Она протянула маленькую узкую руку, и тут Вика совершил преступление. Он нагнулся и поцеловал холодную от весенней свежести кисть. И когда сообразил, что сделал, — стремительно повернулся и, не оглядываясь, ушел.

Дома он застал только отца. Михаил Викентьевич сидел в столовой и читал газету. Увидев входящего Вику, с ворчливой шуткой сказал:

— Куда же ты девался, щенок? Мы с Леонидом битых полчаса ждали тебя у трамвая, а потом рукой махнули.

— Задержался по делу, — сурово ответил Вика, повертываясь спиной, чтобы отец не видел его горящих щек.
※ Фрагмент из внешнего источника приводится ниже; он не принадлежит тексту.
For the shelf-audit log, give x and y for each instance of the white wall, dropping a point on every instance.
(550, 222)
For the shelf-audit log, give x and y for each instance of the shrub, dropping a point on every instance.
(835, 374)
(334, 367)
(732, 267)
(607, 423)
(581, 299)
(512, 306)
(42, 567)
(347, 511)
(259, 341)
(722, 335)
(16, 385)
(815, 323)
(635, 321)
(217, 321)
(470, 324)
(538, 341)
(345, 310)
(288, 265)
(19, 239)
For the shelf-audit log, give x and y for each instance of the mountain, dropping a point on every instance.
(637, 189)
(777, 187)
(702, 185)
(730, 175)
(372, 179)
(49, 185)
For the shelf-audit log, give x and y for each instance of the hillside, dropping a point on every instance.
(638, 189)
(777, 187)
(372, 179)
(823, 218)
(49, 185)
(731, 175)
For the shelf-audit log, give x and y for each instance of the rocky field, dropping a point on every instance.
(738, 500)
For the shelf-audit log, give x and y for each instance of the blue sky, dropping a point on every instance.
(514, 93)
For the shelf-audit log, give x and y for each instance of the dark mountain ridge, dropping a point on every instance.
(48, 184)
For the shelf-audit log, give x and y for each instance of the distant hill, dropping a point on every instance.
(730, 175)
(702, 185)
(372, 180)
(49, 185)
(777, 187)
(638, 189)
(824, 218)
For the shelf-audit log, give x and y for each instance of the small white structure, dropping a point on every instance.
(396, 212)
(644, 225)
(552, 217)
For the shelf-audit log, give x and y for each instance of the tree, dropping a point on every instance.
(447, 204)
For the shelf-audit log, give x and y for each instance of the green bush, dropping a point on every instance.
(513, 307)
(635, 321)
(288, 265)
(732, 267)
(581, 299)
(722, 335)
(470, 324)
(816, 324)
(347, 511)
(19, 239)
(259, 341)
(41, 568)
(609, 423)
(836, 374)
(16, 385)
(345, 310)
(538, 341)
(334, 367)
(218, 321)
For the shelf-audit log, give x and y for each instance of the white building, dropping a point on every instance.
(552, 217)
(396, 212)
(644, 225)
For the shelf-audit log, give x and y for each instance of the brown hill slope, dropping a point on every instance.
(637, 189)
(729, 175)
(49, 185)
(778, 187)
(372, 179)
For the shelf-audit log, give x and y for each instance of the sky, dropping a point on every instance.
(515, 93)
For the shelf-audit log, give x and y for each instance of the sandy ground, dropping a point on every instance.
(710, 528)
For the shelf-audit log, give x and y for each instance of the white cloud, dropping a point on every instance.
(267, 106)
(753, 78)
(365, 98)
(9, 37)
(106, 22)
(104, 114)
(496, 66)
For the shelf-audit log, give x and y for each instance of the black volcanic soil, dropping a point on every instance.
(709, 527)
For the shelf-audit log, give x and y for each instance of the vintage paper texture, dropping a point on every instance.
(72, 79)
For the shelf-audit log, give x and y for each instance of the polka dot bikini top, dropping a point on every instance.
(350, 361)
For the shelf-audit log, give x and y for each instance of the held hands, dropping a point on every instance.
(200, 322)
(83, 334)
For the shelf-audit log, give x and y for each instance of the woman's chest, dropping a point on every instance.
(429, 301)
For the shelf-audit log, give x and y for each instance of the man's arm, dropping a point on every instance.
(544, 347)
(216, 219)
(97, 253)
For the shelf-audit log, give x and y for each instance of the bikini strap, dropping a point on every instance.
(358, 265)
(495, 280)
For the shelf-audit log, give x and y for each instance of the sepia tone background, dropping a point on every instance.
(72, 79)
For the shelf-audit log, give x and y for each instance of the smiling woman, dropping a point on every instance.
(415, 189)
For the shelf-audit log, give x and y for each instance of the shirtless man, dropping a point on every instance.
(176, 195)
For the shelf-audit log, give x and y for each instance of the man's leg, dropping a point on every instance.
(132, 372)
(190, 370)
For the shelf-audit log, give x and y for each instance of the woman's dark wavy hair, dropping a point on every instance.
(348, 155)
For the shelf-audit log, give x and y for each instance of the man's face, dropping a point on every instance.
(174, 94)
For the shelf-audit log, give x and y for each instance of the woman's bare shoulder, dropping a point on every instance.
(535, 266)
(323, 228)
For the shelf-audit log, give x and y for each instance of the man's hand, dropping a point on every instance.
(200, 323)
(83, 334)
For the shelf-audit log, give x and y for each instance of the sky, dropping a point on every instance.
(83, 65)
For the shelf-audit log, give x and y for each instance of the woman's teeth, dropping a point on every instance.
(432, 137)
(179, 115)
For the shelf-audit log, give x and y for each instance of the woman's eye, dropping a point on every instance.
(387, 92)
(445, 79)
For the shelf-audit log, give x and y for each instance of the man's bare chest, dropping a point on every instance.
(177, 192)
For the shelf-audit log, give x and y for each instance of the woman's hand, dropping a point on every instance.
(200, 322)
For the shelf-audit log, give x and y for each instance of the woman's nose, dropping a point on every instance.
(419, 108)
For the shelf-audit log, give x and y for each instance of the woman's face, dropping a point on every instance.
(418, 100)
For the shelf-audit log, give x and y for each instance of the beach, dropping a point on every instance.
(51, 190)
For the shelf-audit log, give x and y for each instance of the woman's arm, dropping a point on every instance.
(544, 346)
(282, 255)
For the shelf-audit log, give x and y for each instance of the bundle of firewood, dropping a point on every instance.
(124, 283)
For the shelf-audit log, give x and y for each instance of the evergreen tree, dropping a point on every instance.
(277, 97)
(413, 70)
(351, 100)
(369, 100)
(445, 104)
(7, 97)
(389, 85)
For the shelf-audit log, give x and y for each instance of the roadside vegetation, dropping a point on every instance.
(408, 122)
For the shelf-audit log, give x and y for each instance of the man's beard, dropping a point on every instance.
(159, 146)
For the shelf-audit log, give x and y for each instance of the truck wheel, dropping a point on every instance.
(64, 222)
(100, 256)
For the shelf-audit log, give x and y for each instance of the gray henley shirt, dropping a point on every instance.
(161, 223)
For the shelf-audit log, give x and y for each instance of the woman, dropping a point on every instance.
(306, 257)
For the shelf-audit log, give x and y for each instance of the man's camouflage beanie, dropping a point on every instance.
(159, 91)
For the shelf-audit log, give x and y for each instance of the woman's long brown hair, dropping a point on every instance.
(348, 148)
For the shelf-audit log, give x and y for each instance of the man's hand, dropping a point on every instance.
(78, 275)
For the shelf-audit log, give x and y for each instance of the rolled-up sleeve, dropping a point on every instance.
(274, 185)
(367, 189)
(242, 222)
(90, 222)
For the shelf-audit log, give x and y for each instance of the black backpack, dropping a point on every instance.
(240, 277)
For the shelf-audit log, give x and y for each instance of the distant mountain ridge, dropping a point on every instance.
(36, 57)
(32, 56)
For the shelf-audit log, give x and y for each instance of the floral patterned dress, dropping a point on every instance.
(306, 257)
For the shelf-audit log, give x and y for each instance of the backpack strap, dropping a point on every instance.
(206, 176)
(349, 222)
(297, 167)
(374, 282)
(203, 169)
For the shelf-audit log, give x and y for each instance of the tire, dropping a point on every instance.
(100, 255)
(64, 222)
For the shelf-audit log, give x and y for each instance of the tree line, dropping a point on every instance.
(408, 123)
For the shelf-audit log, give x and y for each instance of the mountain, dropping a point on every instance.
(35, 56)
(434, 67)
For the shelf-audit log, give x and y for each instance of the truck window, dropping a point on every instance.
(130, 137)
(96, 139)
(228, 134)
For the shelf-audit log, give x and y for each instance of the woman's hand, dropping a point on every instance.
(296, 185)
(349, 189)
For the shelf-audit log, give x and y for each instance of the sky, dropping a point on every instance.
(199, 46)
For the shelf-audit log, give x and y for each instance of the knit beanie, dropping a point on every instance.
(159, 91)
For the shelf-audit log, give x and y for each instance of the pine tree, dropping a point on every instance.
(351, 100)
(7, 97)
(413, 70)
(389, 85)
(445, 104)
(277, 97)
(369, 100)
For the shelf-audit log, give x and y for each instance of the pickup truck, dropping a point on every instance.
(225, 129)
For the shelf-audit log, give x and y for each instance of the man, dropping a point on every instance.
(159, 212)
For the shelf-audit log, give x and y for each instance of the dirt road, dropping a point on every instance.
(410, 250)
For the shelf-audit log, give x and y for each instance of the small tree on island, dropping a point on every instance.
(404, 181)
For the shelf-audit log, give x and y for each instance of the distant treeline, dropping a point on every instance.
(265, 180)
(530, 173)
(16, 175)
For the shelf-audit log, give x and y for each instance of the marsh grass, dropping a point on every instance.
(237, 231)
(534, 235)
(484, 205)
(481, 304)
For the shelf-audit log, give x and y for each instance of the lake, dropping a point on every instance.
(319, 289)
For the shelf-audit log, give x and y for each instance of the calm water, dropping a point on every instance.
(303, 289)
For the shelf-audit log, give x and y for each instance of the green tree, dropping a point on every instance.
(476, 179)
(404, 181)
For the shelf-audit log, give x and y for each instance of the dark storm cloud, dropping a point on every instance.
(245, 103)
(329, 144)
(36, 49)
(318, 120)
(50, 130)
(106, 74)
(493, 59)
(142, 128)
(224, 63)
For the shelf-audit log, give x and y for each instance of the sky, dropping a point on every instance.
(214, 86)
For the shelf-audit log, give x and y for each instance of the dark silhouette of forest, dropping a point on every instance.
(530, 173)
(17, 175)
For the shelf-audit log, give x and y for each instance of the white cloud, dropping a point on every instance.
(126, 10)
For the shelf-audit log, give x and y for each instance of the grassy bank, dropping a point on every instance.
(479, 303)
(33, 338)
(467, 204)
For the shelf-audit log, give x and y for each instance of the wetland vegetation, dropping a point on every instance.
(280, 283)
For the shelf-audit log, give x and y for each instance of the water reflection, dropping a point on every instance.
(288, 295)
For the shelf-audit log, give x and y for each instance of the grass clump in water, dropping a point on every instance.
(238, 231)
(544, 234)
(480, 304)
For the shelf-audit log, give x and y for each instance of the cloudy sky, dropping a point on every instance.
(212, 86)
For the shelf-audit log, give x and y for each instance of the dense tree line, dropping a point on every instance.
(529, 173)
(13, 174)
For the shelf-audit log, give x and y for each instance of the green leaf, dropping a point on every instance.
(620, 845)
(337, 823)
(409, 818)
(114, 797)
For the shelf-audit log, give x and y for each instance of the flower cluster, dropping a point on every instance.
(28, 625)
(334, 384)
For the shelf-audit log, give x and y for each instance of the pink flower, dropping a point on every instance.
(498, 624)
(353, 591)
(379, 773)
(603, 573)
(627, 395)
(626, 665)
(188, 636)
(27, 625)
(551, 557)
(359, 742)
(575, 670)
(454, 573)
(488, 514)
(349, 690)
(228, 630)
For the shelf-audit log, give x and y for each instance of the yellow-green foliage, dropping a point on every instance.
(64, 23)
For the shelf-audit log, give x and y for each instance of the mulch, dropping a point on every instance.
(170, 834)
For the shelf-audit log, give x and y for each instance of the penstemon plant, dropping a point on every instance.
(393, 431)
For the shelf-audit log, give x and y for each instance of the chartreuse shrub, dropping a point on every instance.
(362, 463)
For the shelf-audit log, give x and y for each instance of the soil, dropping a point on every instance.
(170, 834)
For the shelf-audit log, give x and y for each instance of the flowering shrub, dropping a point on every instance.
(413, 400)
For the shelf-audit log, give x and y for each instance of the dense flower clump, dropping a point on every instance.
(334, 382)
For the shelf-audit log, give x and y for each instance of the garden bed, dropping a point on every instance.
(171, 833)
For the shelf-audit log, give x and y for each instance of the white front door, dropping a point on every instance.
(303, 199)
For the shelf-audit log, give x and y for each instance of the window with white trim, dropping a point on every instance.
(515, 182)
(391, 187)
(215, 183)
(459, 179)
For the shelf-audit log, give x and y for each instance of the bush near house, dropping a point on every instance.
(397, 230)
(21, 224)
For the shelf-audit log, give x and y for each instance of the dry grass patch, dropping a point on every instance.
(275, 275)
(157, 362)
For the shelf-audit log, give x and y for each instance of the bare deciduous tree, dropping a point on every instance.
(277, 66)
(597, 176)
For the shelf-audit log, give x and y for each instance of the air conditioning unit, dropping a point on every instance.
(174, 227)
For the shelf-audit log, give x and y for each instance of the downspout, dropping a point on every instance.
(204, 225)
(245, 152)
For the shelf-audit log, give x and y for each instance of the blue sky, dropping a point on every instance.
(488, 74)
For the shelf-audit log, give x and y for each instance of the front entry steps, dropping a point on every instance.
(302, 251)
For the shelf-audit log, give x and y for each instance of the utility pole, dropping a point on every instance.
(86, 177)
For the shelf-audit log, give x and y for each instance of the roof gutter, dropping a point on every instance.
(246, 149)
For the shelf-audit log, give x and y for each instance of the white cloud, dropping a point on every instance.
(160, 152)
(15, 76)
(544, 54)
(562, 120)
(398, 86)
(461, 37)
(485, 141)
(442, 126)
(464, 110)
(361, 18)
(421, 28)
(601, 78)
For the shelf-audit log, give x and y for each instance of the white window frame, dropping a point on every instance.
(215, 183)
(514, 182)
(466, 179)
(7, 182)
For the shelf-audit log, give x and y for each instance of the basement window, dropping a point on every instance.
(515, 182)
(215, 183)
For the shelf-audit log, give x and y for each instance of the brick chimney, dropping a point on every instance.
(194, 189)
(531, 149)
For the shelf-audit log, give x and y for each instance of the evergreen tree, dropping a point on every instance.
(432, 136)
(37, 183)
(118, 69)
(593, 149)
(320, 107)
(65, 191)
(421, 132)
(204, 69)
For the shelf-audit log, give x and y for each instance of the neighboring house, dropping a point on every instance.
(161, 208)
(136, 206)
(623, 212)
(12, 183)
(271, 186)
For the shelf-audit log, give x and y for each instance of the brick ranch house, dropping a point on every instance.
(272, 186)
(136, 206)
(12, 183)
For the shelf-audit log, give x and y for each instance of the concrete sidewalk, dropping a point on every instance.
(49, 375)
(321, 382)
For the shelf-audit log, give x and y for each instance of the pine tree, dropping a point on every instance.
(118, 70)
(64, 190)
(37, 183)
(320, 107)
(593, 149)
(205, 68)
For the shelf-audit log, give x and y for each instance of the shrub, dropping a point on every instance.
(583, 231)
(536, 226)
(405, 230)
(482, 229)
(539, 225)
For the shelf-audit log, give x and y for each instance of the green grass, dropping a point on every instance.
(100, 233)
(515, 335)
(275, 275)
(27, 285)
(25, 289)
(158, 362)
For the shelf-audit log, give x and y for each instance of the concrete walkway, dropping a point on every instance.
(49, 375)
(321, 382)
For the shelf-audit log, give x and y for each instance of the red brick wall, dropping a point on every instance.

Михаил Викентьевич снова погрузился в газету. Вика налил себе чаю, по не пил, а только машинально вертел ложкой в стакане. Мысли его были далеки от чая, столовой, дома. Наконец он встряхнул головой и искоса взглянул на отца. Михаил Викентьевич был увлечен чтением. Тогда Вика осторожно потянул за угол газеты.

— Чего тебе? — спросил Михаил Викентьевич.

— Папа, — сказал Вика отчаянно, — я заболел.

Михаил Викентьевич положил газету и сдвинул очки на лоб.

— Что такое? — спросил он тревожно, — чем заболел?

— Я заболел, папа… Поглупением… Я, кажется, втрескался.

Михаил Викентьевич улыбнулся хитро и понимающе.

— Вот какие дела? В кого же?

Вика молчал. Тогда Михаил Викентьевич с той же хитрой улыбочкой спросил:

— Эта… беленькая с треугольничками?

Вика, зардевшись, кивнул.

— Ну, что же… Одобряю… Девушка приятная. Она и мне очень понравилась.

Вика встал и, подойдя к отцу, обнял его сзади.

— Папка, — шепнул он, — я сейчас провожал ее домой и знаешь… — он запнулся, — когда я прощался с ней, я ей руку поцеловал. Как ты думаешь, это очень плохо… для комсомольца?

Михаил Викентьевич притянул Вику к себе и потрепал по щеке:

— Щенок… глупый щенок! Плохо лизать руки бабам походя, от нечего делать, бабам, с которыми у тебя нет ничего общего. А поцеловать руку женщине, которую чувствуешь близкой и родной, — можно. Целуй. На то и молодость. Только береги девушку, если полюбишь. Ты ведь хороший и честный… Будь счастлив, мальчик.

Вика боднул отца головой, звонко чмокнул его в щеку и вихрем унесся к себе.